In fact, if the new overtime rules were in place last season, they’d have been a playoff team (since their loss to the Raiders was a tie at the 10-minute mark, and that would have given them the edge over the Lions for the last wild card spot).

They behaved like a team making a push for the top of the division this offseason, giving quarterback Jameis Winston the kind of weapons any quarterback would love.

Now the pressure is on the former No. 1 overall pick to continue piling up big passing yards while cutting into the turnovers (18 interceptions), though that may not be in his nature.

If he can play more efficiently, and if they continue to progress in a few other areas, there’s reason to think they could push the Falcons for the top of the NFC South.

Biggest positive change: It’s not like their offense was bad last year.

But when you add wide receiver DeSean Jackson and tight end O.J. Howard to wide receiver Mike Evans and tight end Cameron Brate (who had eight touchdown receptions last year), it gives Winston a lot of options. Both Jackson and Howard have the kind of deep-ball ability that Winston’s strengths play to.

How he uses them will largely determine the fate of the season.

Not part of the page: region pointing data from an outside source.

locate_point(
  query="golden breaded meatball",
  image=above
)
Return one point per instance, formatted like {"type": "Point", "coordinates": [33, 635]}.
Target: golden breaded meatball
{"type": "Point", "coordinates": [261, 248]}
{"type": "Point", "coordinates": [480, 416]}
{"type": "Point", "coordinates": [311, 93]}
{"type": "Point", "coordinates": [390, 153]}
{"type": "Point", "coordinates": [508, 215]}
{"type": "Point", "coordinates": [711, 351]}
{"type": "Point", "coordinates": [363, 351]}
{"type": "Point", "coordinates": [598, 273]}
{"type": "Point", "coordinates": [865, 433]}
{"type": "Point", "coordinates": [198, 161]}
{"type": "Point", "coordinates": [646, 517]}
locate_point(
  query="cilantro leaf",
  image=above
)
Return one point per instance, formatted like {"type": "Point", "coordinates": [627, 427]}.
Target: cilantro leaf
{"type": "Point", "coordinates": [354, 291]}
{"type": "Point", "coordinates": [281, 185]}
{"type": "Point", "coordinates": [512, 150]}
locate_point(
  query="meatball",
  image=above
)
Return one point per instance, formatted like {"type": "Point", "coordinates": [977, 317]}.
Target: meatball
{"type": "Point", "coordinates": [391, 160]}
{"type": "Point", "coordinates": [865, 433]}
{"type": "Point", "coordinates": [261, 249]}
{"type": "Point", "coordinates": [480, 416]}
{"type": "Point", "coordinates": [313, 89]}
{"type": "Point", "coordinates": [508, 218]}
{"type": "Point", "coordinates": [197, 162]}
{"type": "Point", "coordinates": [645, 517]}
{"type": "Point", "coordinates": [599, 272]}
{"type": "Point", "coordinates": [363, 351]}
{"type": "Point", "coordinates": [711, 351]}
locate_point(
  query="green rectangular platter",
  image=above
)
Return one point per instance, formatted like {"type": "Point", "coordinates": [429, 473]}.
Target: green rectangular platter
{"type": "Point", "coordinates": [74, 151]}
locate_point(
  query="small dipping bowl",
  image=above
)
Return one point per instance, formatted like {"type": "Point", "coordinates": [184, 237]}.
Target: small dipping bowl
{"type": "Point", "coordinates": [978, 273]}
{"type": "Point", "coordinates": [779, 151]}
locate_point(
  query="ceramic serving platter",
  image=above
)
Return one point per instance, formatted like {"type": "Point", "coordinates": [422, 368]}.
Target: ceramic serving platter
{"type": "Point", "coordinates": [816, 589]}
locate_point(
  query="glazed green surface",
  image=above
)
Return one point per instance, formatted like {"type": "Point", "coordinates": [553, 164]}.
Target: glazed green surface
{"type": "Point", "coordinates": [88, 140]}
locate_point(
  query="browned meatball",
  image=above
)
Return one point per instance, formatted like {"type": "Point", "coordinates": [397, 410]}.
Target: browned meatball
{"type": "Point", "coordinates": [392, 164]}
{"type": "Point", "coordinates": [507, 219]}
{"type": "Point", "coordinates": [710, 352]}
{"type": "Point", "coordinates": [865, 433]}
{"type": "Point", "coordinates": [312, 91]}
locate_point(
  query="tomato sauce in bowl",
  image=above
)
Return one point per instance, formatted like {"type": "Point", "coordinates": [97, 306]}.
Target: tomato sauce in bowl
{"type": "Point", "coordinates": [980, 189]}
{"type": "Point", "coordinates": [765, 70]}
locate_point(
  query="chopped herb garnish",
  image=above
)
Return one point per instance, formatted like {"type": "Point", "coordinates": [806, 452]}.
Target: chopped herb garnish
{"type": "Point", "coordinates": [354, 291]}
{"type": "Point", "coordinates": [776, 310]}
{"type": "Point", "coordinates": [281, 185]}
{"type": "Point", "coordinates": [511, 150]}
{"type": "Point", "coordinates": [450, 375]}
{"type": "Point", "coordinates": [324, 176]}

Biggest negative change: Running back Doug Martin still has three games of suspension to serve, but the Buccaneers seem confident he can return to his previous form. That would help, because last year’s form (2.9 yards per carry) was pretty bad. And they didn’t exactly bring in reinforcements, putting their faith in Charles Sims and Jacquizz Rodgers for the start of the season, along with fifth-rounder Jeremy McNichols.

Other than that, the only real loss of note was backup quarterback Mike Glennon, and they knew that one was coming, and covered themselves by bringing in veteran mentor Ryan Fitzpatrick to cover for Ryan Griffin.

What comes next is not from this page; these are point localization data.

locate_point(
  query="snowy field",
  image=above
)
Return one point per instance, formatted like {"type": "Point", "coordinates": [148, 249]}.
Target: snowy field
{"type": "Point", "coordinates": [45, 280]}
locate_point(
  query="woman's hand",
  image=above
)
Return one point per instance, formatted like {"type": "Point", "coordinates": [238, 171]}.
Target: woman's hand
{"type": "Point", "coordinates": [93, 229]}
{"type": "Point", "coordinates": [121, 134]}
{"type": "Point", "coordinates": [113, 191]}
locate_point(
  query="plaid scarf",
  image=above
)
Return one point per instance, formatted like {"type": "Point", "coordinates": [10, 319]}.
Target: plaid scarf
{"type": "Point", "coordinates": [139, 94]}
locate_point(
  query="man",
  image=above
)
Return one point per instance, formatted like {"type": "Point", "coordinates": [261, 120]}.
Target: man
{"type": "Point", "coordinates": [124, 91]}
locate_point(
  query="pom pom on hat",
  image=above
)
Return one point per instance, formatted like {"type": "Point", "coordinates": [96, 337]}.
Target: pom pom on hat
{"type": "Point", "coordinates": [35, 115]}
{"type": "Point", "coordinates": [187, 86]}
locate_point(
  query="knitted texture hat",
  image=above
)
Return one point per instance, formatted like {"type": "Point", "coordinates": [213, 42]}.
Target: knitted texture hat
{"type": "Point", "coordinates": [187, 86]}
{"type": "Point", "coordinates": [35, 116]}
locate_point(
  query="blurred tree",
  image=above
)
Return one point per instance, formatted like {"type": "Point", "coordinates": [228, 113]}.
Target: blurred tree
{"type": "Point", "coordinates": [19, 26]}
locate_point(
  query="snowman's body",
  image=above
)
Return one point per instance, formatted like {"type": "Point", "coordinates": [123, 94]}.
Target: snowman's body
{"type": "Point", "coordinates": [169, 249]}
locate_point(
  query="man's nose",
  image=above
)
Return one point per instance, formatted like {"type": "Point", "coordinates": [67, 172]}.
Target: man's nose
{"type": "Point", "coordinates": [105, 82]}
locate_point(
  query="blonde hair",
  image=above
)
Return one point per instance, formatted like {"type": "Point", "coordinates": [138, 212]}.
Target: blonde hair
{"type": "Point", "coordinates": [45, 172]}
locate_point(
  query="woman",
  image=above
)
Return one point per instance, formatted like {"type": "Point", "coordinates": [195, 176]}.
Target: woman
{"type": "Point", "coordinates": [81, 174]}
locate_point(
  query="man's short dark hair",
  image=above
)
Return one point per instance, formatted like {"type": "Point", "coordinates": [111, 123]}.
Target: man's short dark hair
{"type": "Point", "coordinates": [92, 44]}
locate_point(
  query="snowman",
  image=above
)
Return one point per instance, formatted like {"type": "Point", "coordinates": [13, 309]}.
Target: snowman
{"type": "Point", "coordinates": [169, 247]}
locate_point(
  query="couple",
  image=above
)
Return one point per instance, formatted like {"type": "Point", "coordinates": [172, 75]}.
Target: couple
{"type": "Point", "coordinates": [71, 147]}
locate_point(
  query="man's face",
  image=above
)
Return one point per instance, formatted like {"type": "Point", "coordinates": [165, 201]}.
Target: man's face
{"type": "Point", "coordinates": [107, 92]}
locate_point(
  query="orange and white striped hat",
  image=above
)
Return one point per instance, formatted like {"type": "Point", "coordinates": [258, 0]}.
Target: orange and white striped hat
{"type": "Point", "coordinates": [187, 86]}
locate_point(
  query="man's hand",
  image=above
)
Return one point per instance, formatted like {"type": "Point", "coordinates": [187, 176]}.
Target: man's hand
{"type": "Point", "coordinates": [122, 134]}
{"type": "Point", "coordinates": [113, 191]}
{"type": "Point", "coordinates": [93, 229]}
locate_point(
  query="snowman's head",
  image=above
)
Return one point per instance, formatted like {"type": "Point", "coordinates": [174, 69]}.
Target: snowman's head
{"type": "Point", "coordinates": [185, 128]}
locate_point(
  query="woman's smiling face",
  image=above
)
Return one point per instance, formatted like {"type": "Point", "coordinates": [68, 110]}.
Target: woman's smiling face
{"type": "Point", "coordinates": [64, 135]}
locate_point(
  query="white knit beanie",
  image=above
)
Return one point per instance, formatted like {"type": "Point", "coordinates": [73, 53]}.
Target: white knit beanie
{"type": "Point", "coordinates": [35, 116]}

Coaching thermometer: As long as Winston keeps the offense moving, it should be cool. Dirk Koetter’s fist qualification for the job was his comfort level with Winston. But he’s growing into the head coaching role, and kept a young team steady after a 1-3 start. Koetter seems to get it, and in a difficult division which continues to stockpile talent, his ability to orchestrate an offense should keep them competitive.

We’d like to crack a beer with . . . Second-year kicker Roberto Aguayo, primarily because the poor devil could probably use one.

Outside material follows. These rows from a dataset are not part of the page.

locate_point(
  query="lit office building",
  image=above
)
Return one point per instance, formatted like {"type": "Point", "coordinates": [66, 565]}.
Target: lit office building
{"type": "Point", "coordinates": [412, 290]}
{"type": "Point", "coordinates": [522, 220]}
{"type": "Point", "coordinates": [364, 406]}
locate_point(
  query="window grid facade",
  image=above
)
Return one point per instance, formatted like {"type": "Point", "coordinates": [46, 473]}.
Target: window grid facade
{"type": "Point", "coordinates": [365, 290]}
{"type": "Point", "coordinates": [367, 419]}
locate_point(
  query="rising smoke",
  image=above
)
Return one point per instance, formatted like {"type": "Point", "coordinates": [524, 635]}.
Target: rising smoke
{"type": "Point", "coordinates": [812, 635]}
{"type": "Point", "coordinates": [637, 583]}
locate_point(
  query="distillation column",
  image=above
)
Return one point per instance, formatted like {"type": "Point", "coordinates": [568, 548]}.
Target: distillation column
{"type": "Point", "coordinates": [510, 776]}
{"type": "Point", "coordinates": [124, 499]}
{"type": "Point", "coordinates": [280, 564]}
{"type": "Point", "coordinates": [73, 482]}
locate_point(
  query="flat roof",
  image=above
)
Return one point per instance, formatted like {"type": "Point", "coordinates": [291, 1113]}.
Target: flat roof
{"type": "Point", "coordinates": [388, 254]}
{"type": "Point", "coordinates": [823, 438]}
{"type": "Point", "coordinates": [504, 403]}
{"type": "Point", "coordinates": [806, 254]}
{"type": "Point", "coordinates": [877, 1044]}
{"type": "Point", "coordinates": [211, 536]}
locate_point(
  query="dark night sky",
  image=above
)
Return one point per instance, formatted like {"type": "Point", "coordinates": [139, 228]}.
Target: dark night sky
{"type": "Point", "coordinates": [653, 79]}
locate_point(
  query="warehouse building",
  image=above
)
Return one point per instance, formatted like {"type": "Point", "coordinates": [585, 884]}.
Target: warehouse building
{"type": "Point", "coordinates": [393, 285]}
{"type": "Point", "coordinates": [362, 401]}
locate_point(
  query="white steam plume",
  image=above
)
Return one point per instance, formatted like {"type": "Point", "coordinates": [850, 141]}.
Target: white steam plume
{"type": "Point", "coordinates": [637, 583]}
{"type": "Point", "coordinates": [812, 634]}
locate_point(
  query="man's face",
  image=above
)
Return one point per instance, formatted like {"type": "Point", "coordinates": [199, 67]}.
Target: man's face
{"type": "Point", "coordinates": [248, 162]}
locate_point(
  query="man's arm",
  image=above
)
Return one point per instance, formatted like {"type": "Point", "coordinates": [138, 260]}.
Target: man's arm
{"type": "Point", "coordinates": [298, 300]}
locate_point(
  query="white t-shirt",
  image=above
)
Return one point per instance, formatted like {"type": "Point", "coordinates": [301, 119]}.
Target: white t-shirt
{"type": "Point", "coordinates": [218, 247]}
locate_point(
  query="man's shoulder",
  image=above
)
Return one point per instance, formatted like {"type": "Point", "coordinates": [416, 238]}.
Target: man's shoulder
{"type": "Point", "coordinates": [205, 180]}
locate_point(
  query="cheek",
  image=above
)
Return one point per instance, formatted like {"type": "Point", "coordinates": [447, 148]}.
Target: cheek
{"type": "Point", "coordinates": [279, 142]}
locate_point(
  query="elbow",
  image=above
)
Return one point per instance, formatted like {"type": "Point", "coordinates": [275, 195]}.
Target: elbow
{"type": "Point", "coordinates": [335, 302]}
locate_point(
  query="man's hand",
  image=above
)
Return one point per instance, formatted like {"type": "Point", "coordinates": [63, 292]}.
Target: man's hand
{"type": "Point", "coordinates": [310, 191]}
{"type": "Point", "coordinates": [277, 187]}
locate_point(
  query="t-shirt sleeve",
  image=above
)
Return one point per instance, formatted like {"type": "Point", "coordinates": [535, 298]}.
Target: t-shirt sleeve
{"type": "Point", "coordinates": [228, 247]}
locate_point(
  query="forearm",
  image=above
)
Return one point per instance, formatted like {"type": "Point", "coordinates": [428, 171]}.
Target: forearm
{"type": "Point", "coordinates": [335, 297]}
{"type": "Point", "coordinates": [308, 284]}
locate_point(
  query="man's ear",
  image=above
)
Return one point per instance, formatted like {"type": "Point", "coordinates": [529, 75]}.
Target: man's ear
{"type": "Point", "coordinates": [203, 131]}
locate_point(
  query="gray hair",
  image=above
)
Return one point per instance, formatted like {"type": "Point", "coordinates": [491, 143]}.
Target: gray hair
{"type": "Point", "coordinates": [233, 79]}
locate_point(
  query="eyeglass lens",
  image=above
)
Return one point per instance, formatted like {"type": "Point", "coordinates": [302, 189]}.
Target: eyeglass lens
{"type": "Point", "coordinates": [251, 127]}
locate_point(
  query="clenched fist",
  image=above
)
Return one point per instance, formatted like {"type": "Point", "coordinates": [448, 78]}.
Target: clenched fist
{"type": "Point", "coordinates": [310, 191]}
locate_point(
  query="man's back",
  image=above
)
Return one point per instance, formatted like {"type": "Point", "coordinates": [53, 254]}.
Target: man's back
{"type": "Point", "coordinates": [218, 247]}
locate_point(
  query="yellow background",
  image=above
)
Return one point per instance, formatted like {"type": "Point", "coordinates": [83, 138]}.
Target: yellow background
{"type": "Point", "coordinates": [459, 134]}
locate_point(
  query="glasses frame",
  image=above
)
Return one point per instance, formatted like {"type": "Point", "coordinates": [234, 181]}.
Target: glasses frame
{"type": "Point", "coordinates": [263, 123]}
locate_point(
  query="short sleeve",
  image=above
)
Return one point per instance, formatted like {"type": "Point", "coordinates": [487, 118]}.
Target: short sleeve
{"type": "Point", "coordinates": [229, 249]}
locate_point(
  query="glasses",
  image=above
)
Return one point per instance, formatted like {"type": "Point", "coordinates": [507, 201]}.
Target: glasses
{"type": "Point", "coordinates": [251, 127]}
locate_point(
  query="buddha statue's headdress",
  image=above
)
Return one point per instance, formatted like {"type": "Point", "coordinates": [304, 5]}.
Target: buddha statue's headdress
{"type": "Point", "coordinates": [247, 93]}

They brought veteran Nick Folk in to compete with him, and Folk’s good enough to win the job on his own merits.

It’s not Aguayo’s fault that General Manager Jason Licht traded up to take him in the second round, creating the expectation that he should never miss. And when he did miss (fairly often, as he was 22-of-31) and his own fans were booing him during practices, it created a kind of self-perpetuating problem for a guy at a confidence position.

How they can prove us wrong: It’s possible that they are neither underrated nor overrated. They could be better defensively, but they have some playmakers there, and they do not appear to be outclassed in that regard by the Falcons and Panthers. If Winston becomes more efficient, they’d be truly dangerous, though there’s reason to wonder if his risk-taking style precludes him ever being careful.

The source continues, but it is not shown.